Ambient techno album earthy and intimate

Mark Merritt

During the late ‘70s, Brian Eno’s “Music for Airports” and Steve Reich’s “Music for 18 Musicians” captivated listeners with their minimalistic charm. Progressive guitar licks and up-tempo disco rhythms were the musical norm during those days.

Album: Immunity  Artist: Jon Hopkins  Label: Domino Records Released: June 4, 2013 Nominated: 2013 Mercury Prize for best album  Duration: 1:00:00 4/5 Stars
Album: Immunity
Artist: Jon Hopkins
Label: Domino Records
Released: June 4, 2013
Nominated: 2013 Mercury Prize for best album
Duration: 1:00:00
4/5 Stars

But Eno and Reich strayed from the pack, spearheaded a new sound with an emphasis on texture, atmosphere and repetition. Their approach to composition was minimalist, refreshingly straightforward.

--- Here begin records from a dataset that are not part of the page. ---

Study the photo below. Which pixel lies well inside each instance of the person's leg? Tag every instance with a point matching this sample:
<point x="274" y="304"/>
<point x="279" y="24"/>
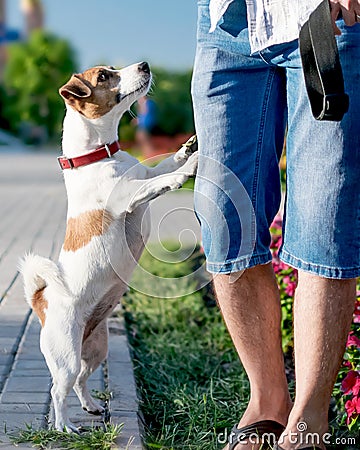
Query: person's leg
<point x="322" y="316"/>
<point x="321" y="239"/>
<point x="240" y="110"/>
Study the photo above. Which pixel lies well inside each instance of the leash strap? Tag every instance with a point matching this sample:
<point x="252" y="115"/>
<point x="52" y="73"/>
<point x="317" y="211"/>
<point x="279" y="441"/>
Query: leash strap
<point x="321" y="65"/>
<point x="106" y="151"/>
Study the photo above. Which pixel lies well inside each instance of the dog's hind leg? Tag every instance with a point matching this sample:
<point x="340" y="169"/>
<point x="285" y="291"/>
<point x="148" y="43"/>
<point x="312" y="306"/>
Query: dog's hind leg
<point x="61" y="350"/>
<point x="93" y="352"/>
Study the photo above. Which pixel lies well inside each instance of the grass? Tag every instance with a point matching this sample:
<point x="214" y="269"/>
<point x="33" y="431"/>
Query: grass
<point x="91" y="439"/>
<point x="192" y="385"/>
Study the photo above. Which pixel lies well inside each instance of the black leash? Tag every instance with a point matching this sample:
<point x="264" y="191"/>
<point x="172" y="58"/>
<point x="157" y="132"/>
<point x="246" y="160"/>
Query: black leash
<point x="321" y="65"/>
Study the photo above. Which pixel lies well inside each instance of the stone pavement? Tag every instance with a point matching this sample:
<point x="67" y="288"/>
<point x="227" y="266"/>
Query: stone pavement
<point x="32" y="217"/>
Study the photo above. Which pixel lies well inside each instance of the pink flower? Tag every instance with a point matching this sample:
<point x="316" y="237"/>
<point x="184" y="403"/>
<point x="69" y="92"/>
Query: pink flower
<point x="290" y="289"/>
<point x="277" y="223"/>
<point x="352" y="408"/>
<point x="351" y="383"/>
<point x="353" y="340"/>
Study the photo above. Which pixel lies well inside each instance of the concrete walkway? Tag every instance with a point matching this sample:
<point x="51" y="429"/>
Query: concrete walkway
<point x="32" y="217"/>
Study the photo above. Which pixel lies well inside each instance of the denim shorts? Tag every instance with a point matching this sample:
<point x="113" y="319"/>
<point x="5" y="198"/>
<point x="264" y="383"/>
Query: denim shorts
<point x="244" y="104"/>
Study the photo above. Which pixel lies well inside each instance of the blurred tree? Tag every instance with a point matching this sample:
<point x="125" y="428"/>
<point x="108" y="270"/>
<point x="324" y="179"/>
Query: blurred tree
<point x="33" y="13"/>
<point x="34" y="72"/>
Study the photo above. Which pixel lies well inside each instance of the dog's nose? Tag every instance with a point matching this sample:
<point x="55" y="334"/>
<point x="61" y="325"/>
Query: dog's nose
<point x="144" y="67"/>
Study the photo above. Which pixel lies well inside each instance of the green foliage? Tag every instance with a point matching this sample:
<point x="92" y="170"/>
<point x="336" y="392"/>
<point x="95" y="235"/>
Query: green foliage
<point x="192" y="384"/>
<point x="35" y="70"/>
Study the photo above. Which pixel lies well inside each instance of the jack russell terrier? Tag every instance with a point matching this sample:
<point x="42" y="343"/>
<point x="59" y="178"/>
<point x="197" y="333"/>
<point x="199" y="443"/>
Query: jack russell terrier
<point x="107" y="224"/>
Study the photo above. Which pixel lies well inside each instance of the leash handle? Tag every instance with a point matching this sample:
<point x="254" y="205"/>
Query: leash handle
<point x="321" y="65"/>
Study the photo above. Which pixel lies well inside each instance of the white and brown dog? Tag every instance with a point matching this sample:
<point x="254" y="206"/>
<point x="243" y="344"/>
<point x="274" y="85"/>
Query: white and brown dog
<point x="107" y="225"/>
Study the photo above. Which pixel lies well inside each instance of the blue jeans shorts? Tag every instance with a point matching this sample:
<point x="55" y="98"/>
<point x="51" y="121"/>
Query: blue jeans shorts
<point x="244" y="104"/>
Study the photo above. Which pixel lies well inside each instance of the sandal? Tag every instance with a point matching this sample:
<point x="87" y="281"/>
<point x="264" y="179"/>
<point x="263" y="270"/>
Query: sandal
<point x="270" y="428"/>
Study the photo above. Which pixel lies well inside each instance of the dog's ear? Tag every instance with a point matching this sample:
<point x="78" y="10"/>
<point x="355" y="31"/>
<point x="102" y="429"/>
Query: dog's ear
<point x="75" y="88"/>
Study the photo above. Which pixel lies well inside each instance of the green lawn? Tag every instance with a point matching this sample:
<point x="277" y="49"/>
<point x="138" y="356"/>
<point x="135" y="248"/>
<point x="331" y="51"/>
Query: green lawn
<point x="190" y="381"/>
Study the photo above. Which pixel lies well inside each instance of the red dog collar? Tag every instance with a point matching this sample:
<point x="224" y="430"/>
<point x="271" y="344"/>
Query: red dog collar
<point x="105" y="151"/>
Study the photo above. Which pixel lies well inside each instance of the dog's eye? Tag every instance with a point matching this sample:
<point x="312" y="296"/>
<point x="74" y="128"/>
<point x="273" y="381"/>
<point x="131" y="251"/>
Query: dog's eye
<point x="103" y="76"/>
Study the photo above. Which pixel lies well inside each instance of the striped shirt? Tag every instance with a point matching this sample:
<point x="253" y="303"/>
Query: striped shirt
<point x="270" y="21"/>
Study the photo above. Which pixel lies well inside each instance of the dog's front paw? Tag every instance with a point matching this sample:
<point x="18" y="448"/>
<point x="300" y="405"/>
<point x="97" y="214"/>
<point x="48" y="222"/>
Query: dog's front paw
<point x="92" y="407"/>
<point x="187" y="149"/>
<point x="66" y="426"/>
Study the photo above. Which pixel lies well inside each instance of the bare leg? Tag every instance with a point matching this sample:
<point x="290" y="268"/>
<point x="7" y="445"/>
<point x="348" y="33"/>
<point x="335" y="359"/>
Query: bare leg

It’s been three decades since the term “ambient music” was coined, and roughly two decades since Aphex Twin, The Orb and Boards of Canada further popularized chilled-out electronica. NPR’s syndicated radio show “Hearts of Space” has been broadcasting ambient music since the ‘70s. Despite the passage of time, the simple charm of ambient music has not withered and its legacy is embedded in the minds of a select number of electronic producers.

Enter 34-year-old synth-wrangler Jon Hopkins, London-based producer and multiple Mercury Prize nominee.

Hopkins is perhaps best known for merging bass-heavy dance music with ethereal ambiance. “Immunity,” his most recent album, is an eight-track studio LP and an hour-long barrage of throbbing four-on-the-floor rhythms, deep bass and warped synthesizer licks.

“We Disappear” begins the album with robotic percussion, diving bass and arpeggiated synths. Scrambled, glitched-out, slick, a fitting prelude for “Immunity.” There’s a dampness about “We Disappear” as it develops. Tiny digital voices interlock in a dizzying array. The massive drum patterns are calculated, but not rigid. It’s the sort of loose-jointed agility not found on  Hopkins’ other records.

Dance-floor-friendly tracks, specifically “Breathe This Air” and “Collider,” are repetitive and flow eerily with a certain slowness. There are downtempo and ambient elements within the tracks—hazy atmospheric dissonance, droning synths—but both songs wouldn’t be out of place in a club or at a rave.

“Sun Harmonics”—the longest track on the album at nearly 12 minutes—fits in this category as well, but is recognizably mellower. Subdued guitar and disembodied voices weave throughout the track and contrast nicely with a standard dance beat. Given the length, Hopkins has ample time to morph the track at whim, but nothing too drastic manifests. The track fades into swirling ambiance a little too abruptly and drones on for another couple of minutes. It’s pleasant to listen to, but a little underwhelming and repetitive.

“Abandon Window” sets a different tone. There’s nothing dancey about it. Beginning where “Sun Harmonics” left off, Hopkins summons dreamlike serenity with an airy, reverb-soaked piano progression. Distorted bass rumbles beneath a chugging drumbeat. It’s more post-rock than it is electronica.

The placement of the track couldn’t be any better. After a solid half hour of explosive dance music, “Abandon Window” allows the listener a chance to sit back and relax. “Immunity,” the closing track on the album, shares a similar vibe in its peacefulness.

Both tracks are thoughtfully composed, slow and delicate. They prevent the album from sounding too aggressively synthetic.

Although Hopkins composes these songs using digital equipment, there’s an earthiness about them.

“Immunity” is an intimate record, best enjoyed during a nighttime walk or in the warmth of bed. Its charm lies in its bipolarity. As I see it, there are two Jon Hopkins’ at play here: the longtime collaborator with ambient pioneer Brian Eno and the bass-thirsty producer with a fetish for electronic dance music.

The two don’t conflict; they mingle, flirt and combine for a colorful, engrossing album.